The government must implement these laws in letter and spirit. In 2012, as rape cases grew in India, calls for proper legislations became the voice of the people of India and the government passed the ‘Protection against Sexual Violence Act 2012’ which greatly amended the laws that governed rape and the procedure for its trial and evidence. Pakistan has also passed some progressive laws such as the Women Protection Act 2006 and Criminal Amendment Act 2016 (also known as Women Protection Bill 2016). Both these laws have played an important role in rape conviction, but the need of the hour is to make sure the laws are properly implemented and this can be done by bringing forth two major amendments.
The first amendment is where we need to take a leaf out of India’s legal book. In India, rape cases were not being reported, especially the ones which were incestuous by nature and this under-reporting created a form of bondage over women where everybody whether for ‘honour’ or social stigma, would tell the victim to not report the incident.

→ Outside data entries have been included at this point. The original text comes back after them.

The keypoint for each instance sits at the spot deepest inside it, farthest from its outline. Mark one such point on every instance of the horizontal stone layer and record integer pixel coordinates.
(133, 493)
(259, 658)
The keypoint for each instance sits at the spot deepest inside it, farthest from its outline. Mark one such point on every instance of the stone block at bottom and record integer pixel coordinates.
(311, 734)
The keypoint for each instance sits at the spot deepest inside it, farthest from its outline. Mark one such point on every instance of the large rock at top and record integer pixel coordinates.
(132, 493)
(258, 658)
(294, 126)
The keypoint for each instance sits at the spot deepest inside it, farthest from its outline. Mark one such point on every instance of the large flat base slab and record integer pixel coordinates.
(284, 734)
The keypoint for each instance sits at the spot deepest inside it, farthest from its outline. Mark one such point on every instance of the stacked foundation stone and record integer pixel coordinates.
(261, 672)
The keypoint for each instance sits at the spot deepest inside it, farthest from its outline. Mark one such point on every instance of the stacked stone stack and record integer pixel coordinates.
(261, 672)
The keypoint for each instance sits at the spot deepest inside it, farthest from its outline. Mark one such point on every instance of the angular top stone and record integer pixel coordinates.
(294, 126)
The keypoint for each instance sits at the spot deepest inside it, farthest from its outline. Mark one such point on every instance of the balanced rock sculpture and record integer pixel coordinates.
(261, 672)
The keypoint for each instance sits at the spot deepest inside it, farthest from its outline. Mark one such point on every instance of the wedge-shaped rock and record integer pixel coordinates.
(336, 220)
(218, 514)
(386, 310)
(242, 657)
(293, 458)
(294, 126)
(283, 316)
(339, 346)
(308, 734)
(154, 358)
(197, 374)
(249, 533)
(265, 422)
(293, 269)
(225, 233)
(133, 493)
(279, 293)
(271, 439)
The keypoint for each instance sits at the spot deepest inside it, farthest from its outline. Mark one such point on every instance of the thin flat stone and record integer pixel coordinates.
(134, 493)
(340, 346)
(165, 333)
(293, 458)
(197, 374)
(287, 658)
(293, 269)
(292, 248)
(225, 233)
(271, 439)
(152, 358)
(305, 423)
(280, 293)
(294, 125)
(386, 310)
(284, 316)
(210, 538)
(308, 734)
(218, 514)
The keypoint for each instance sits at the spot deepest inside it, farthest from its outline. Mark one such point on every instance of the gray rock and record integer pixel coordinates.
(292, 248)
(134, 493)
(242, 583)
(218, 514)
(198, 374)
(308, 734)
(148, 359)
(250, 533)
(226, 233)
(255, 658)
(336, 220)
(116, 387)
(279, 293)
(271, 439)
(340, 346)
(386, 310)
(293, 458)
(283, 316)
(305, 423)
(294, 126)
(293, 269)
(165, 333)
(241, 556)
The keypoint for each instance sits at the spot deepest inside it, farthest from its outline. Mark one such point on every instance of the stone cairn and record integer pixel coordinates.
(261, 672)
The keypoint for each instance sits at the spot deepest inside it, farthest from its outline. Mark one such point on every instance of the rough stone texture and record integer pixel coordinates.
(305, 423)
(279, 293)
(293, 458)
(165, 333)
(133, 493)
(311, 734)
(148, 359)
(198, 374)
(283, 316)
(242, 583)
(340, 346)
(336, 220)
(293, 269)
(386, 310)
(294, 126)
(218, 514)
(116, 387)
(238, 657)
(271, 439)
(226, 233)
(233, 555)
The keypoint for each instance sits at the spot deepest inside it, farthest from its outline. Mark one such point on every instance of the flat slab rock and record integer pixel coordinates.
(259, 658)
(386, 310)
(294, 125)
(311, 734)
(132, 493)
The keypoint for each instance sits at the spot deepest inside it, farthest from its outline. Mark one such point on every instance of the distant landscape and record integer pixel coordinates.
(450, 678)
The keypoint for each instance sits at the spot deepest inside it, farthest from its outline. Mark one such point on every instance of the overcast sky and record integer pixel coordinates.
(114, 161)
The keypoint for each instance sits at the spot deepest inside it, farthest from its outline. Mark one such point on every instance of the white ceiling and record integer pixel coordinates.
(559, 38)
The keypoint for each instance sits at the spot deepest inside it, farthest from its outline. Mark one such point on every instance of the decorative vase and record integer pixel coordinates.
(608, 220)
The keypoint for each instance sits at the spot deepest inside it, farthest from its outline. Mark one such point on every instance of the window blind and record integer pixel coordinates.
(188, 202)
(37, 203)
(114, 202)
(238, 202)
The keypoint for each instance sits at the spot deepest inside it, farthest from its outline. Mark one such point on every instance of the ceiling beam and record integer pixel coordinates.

Rapes of minor were greatly impacted by this, but in 2012, the government passed the ‘Protection Against Sexual Violence Act 2012’ which amended section 39 of the Indian Criminal Procedural Code and declared that everybody must report an act of sexual abuse to the police and failure to do so would lead to imprisonment of 6 months or fine.
The greatest problem was faced by medical officers back then as they couldn’t report to the police without an express consent of the victim or guardian and thus would be forced to witness the happening of great injustice. Post the amendment, the medical officer was asked to immediately report to the police if such a thing has happened. Pakistan has similar legal flaw where there is absence of express legal obligation to inform the police in case the victim or the guardian of the victim does not wish to call the police. In fact, the Medical SOPs have it in their form that the doctor must note down whether the police was informed or not where it is held as Yes/No and ‘Survivor does not want to report to the police’. The consent of the victim is needed for medical legal examination and if she denies, then the MLE cannot be forced on her and this is stated in our law and while this is the right of the victim, the medical officer is not duty bound to inform the police on this matter.
Lawyers are forced to go roundabout by utilizing 166A and 166B against them but without an express legal obligation, a doctor will not inform the police. A proper amendment is needed here to make reporting of such as part of Medico-Legal formality and make it legally bound upon all to report such crimes so that the culture of non-reporting is immediately halted especially in cases where the victim is minor or the rape is of incest nature.
The second amendment that is needed is to make both DNA and the MLE a form of primary evidence. This will make sure that even if the victim is not supportive, the evidence based on DNA and MLE will allow for the continuation of the case and will make sure that perpetrators do not escape justice. The reason why the MLE must be made as such is to help the evidence collected by DNA since DNA only states that a sexual intercourse had happened and if a perpetrator is in custody then it is conducted by him. However, the MLE is where the doctor highlights the wounds on the body of the victim which can help strengthen the case against the perpetrator. Even DNA alone and MLE as corroborative evidence would help bring proper conviction to such cases. Proper kits should be provided to hospitals and a proper forensic system must be established.
Many say that it is the state that must act and the failure or apathy of the state is the reason behind the lack of implementation. But the question is: Do the people hold no responsibility? If a law is not implemented then we must push our lawmaker to work towards its implementation. We complain to them for roads and sewerage systems, but we never raise the issue of a police official refusing to file an FIR.